Comments (8)
why mmlspark hasn't more example using scala? I'm more interesting in scala with spark in mmlspark~
from synapseml.
Dear Myasuka,
- For reading CIFAR-10 in Scala, we have a version of the dataset in a zip file hosted on our CDN. I will send you an example as soon as I have verified that it works.
- We would love to have your Scala examples! Could you please let us know how you have them implemented? Is it as a standalone application or does it use the Jupyter Scala kernel? If you could please send us a pointer, we will be happy to work with you to integrate them.
Thank you so much.
from synapseml.
Dear Myasuka,
You can get a zip version of the CIFAR test dataset here: https://mmlspark.azureedge.net/datasets/CIFAR10/test.zip.
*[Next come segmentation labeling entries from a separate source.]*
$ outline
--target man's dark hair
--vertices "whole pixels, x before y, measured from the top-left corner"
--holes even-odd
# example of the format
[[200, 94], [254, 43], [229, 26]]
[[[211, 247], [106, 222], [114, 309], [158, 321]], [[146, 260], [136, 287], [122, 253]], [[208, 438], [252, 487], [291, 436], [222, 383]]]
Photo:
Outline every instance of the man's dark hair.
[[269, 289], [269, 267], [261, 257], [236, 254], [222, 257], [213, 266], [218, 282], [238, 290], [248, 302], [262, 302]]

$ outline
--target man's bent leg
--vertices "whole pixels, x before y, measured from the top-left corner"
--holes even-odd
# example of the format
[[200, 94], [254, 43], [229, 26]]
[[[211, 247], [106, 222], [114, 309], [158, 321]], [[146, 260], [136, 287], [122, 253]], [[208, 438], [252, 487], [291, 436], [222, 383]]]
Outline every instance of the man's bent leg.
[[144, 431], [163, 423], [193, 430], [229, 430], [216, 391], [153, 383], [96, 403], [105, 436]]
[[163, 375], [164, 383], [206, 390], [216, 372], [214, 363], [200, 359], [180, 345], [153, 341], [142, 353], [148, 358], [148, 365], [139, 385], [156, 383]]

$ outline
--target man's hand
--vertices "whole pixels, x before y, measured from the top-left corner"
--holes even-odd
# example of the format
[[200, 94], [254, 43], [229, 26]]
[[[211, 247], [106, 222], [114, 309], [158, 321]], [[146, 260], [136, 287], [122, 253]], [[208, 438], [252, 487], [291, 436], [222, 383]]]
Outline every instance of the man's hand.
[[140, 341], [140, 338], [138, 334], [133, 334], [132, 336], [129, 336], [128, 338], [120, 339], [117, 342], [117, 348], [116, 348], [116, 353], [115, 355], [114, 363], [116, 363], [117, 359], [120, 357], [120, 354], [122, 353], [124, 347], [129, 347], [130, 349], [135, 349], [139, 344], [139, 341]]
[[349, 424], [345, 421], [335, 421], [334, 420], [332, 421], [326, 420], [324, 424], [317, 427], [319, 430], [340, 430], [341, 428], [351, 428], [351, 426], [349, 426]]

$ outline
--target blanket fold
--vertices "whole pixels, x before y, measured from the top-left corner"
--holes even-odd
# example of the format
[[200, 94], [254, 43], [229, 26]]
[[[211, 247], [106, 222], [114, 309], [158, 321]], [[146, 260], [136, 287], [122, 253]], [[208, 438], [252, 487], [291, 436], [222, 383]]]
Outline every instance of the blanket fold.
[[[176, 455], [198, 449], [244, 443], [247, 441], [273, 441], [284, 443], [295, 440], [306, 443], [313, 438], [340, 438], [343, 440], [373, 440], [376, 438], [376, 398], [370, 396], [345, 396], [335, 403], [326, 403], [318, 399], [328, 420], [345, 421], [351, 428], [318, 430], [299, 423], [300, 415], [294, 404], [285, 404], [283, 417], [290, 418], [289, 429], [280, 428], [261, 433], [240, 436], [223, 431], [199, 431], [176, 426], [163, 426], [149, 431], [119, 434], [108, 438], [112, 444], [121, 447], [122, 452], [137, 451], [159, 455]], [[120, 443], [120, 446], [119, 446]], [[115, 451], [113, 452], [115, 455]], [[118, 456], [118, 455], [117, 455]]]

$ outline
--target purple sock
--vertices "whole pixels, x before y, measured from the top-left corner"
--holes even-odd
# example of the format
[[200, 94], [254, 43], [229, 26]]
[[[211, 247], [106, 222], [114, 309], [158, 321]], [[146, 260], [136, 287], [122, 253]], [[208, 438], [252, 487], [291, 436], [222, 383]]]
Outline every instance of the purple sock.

Once you copy the zip file to HDFS (or local file system), I just confirmed, you can do something like this in Scala:
import com.microsoft.ml.spark.Readers.implicits._
val images = spark.readImages("file:///home/mmlspark/test.zip", true, 1.0, true)
images.printSchema()
/* This produces
root
|-- image: struct (nullable = true)
| |-- path: string (nullable = true)
| |-- height: integer (nullable = true)
| |-- width: integer (nullable = true)
| |-- type: integer (nullable = true)
| |-- bytes: binary (nullable = true)
*/
images.selectExpr("image.width as w", "image.height as h", "image.bytes as b").show()
/* This produces:
+---+---+--------------------+
| w| h| b|
+---+---+--------------------+
| 32| 32|[5B 65 6D 62 68 6...|
| 32| 32|[01 01 01 01 01 0...|
| 32| 32|[F8 F8 F8 F6 F6 F...|
| 32| 32|[99 98 94 5E 5C 5...|
| 32| 32|[DC DF D7 C5 CE B...|
| 32| 32|[B0 D5 F3 AE D3 F...|
| 32| 32|[6B 38 22 67 36 2...|
| 32| 32|[4C 69 64 53 65 6...|
| 32| 32|[DC A1 70 DC A1 7...|
| 32| 32|[BB CE DF BA CD D...|
| 32| 32|[22 27 29 1D 21 2...|
| 32| 32|[F5 FE FD AE BC B...|
| 32| 32|[C5 BA AA C9 BC A...|
| 32| 32|[95 77 84 95 78 8...|
| 32| 32|[91 B5 C1 93 AC B...|
| 32| 32|[7C 8C A7 72 8B A...|
| 32| 32|[31 39 4E 44 4A 6...|
| 32| 32|[34 3A 3C 28 2E 2...|
| 32| 32|[DA CF CB D9 CD C...|
| 32| 32|[27 AB 9C 25 B1 9...|
+---+---+--------------------+
only showing top 20 rows
*/
Please let me know if this helps. Thank you!
from synapseml.
@drdarshan , thanks for your help.
From your reply, MMLSpark seems can only support to read images instead of original CIFAR binary format from official site with scala, did I misunderstand? That's to say, if we download original binary format file, we need to first transform them into images one by one?
from synapseml.
Hello @Myasuka, yes, you would need to transform the images. I might be able to write a UDF to do this from Scala since looks like they have a binary format in addition to pickle and MAT. Please let me know if that would help and I can write one for you. Thanks!
from synapseml.
Really thanks for your kindness help, I already use my modified cookie-datasets to read original CIFAR10 binary format data.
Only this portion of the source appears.